Emsisoft, A Canadian anti malware company said that this was the first time they had heard of the apology and the free decryptor. They did not end up using it as they could not confirm the validity. At this time about 60% of the systems had been restored without paying the perpetrators. On January 5, 2023 the code gray was lifted and they had 80% recovered.
What happened to the hospitals Electronic Medical Records?
It has not been affected or exposed and described that the number of treatment delays only affected a small number of people.
What happened at Chapters Indigo two days after the attack and what were they able to confirm regarding this? When was Indigo able to process returns again and what happened to this webpage on the same day?
- They were able process debit and credit two days after the site remained down. Confirmed on Feb 14, 2023 no debit and credit information was stolen.
- They were able to process returns again on February 17th. They allowed customers access to their website but it could only be used for information browsing.

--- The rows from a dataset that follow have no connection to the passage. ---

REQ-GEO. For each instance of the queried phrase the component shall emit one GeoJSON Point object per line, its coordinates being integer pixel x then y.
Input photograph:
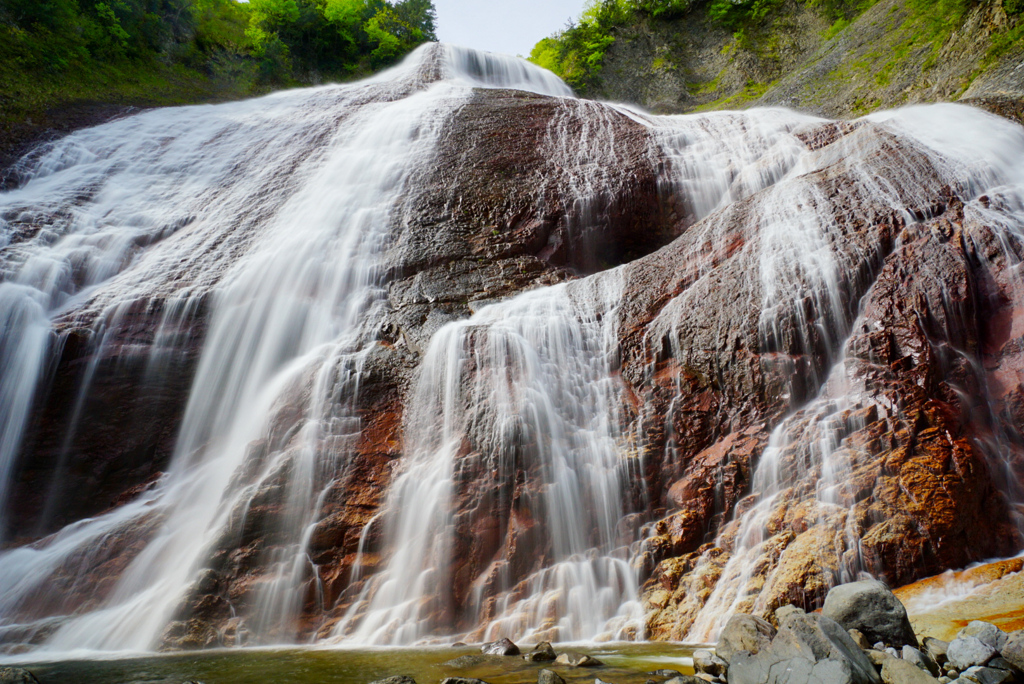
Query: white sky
{"type": "Point", "coordinates": [503, 26]}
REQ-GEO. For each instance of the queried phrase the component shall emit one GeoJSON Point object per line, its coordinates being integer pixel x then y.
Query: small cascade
{"type": "Point", "coordinates": [300, 205]}
{"type": "Point", "coordinates": [506, 514]}
{"type": "Point", "coordinates": [801, 258]}
{"type": "Point", "coordinates": [254, 258]}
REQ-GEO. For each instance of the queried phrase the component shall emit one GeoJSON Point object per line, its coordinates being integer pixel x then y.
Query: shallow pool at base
{"type": "Point", "coordinates": [625, 664]}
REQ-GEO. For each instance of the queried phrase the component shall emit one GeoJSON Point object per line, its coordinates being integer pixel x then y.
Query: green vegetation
{"type": "Point", "coordinates": [577, 53]}
{"type": "Point", "coordinates": [54, 52]}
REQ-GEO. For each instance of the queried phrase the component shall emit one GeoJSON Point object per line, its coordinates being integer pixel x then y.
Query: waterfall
{"type": "Point", "coordinates": [523, 386]}
{"type": "Point", "coordinates": [257, 240]}
{"type": "Point", "coordinates": [298, 193]}
{"type": "Point", "coordinates": [799, 258]}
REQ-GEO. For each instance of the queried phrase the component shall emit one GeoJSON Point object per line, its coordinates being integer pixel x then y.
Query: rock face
{"type": "Point", "coordinates": [814, 352]}
{"type": "Point", "coordinates": [798, 56]}
{"type": "Point", "coordinates": [870, 607]}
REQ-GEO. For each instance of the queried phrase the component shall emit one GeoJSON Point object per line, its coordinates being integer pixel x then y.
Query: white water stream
{"type": "Point", "coordinates": [281, 208]}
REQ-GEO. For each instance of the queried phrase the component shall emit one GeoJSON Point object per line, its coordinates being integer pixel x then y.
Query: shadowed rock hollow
{"type": "Point", "coordinates": [407, 359]}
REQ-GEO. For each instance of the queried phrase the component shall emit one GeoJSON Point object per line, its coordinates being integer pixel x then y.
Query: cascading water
{"type": "Point", "coordinates": [797, 255]}
{"type": "Point", "coordinates": [261, 233]}
{"type": "Point", "coordinates": [290, 318]}
{"type": "Point", "coordinates": [525, 385]}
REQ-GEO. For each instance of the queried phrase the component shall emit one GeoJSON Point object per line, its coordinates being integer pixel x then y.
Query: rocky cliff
{"type": "Point", "coordinates": [832, 59]}
{"type": "Point", "coordinates": [410, 359]}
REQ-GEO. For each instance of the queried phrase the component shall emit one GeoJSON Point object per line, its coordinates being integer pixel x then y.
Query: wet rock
{"type": "Point", "coordinates": [936, 648]}
{"type": "Point", "coordinates": [870, 607]}
{"type": "Point", "coordinates": [1013, 650]}
{"type": "Point", "coordinates": [877, 657]}
{"type": "Point", "coordinates": [859, 639]}
{"type": "Point", "coordinates": [500, 647]}
{"type": "Point", "coordinates": [706, 661]}
{"type": "Point", "coordinates": [807, 648]}
{"type": "Point", "coordinates": [912, 655]}
{"type": "Point", "coordinates": [578, 659]}
{"type": "Point", "coordinates": [743, 633]}
{"type": "Point", "coordinates": [895, 671]}
{"type": "Point", "coordinates": [473, 660]}
{"type": "Point", "coordinates": [987, 676]}
{"type": "Point", "coordinates": [985, 632]}
{"type": "Point", "coordinates": [543, 652]}
{"type": "Point", "coordinates": [965, 652]}
{"type": "Point", "coordinates": [1003, 664]}
{"type": "Point", "coordinates": [762, 669]}
{"type": "Point", "coordinates": [16, 676]}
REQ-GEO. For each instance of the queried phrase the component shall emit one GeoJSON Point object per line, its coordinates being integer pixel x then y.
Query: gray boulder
{"type": "Point", "coordinates": [743, 633]}
{"type": "Point", "coordinates": [578, 660]}
{"type": "Point", "coordinates": [760, 669]}
{"type": "Point", "coordinates": [987, 676]}
{"type": "Point", "coordinates": [16, 676]}
{"type": "Point", "coordinates": [986, 632]}
{"type": "Point", "coordinates": [967, 652]}
{"type": "Point", "coordinates": [923, 660]}
{"type": "Point", "coordinates": [549, 677]}
{"type": "Point", "coordinates": [1013, 650]}
{"type": "Point", "coordinates": [936, 648]}
{"type": "Point", "coordinates": [870, 607]}
{"type": "Point", "coordinates": [819, 638]}
{"type": "Point", "coordinates": [708, 663]}
{"type": "Point", "coordinates": [543, 652]}
{"type": "Point", "coordinates": [500, 647]}
{"type": "Point", "coordinates": [808, 648]}
{"type": "Point", "coordinates": [859, 639]}
{"type": "Point", "coordinates": [782, 611]}
{"type": "Point", "coordinates": [896, 671]}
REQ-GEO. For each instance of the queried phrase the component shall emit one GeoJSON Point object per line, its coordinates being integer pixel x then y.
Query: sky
{"type": "Point", "coordinates": [503, 26]}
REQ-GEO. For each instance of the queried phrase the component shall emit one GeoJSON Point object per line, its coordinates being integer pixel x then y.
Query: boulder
{"type": "Point", "coordinates": [808, 648]}
{"type": "Point", "coordinates": [987, 676]}
{"type": "Point", "coordinates": [1013, 650]}
{"type": "Point", "coordinates": [549, 677]}
{"type": "Point", "coordinates": [870, 607]}
{"type": "Point", "coordinates": [500, 647]}
{"type": "Point", "coordinates": [543, 652]}
{"type": "Point", "coordinates": [967, 652]}
{"type": "Point", "coordinates": [743, 633]}
{"type": "Point", "coordinates": [761, 669]}
{"type": "Point", "coordinates": [578, 660]}
{"type": "Point", "coordinates": [895, 671]}
{"type": "Point", "coordinates": [784, 610]}
{"type": "Point", "coordinates": [859, 639]}
{"type": "Point", "coordinates": [706, 661]}
{"type": "Point", "coordinates": [986, 632]}
{"type": "Point", "coordinates": [16, 676]}
{"type": "Point", "coordinates": [936, 648]}
{"type": "Point", "coordinates": [923, 660]}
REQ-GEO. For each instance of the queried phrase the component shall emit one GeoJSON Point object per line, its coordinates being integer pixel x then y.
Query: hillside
{"type": "Point", "coordinates": [830, 58]}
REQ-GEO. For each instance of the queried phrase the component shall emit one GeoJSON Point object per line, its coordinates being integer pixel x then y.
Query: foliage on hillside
{"type": "Point", "coordinates": [577, 53]}
{"type": "Point", "coordinates": [171, 51]}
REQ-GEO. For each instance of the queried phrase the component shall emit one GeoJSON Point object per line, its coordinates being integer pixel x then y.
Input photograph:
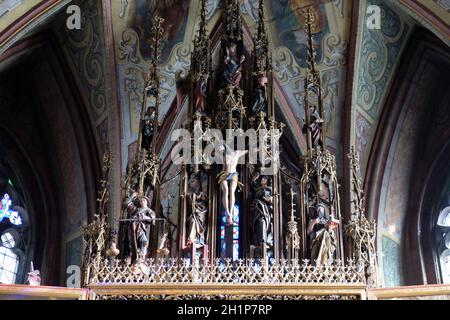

What did the Chapters Indigo confirm on March 1? When were they able to recover their systems?
Their systems had been hijacked by a software known as Lockbit, Indigo refused to pay the Ransom and got the website function again on March 8th.
What was Indigos temporary solution during this attack?
Used Indigo that provided limited services and some sales too allow for the continuation of the company.
What percentage of businesses were affected by cybercrime in 2021?
1/5th of all the businesses
How much do companies spend on preventing or detecting cybercrime?
9.7 billion in 2021, up by 2.8 billion in 2019.
For companies that experienced down time, what was the average time and what issues did they face?
They experienced down time of around 36 hours, loss of revenue, employees unable to complete their work or taking much longer than usual to get it done.
What was the ransom fee that was typically paid?
600 million in 2021, up 400 million from 2019. However it is believed this data is underreported.
What has been the result of high volumes of ransomeware and cybersecurity crimes?
Significant law enforcement efforts, like the capturing of a Russian Canadian who was apart of Lockbit in which they were able to capture important information from his computer.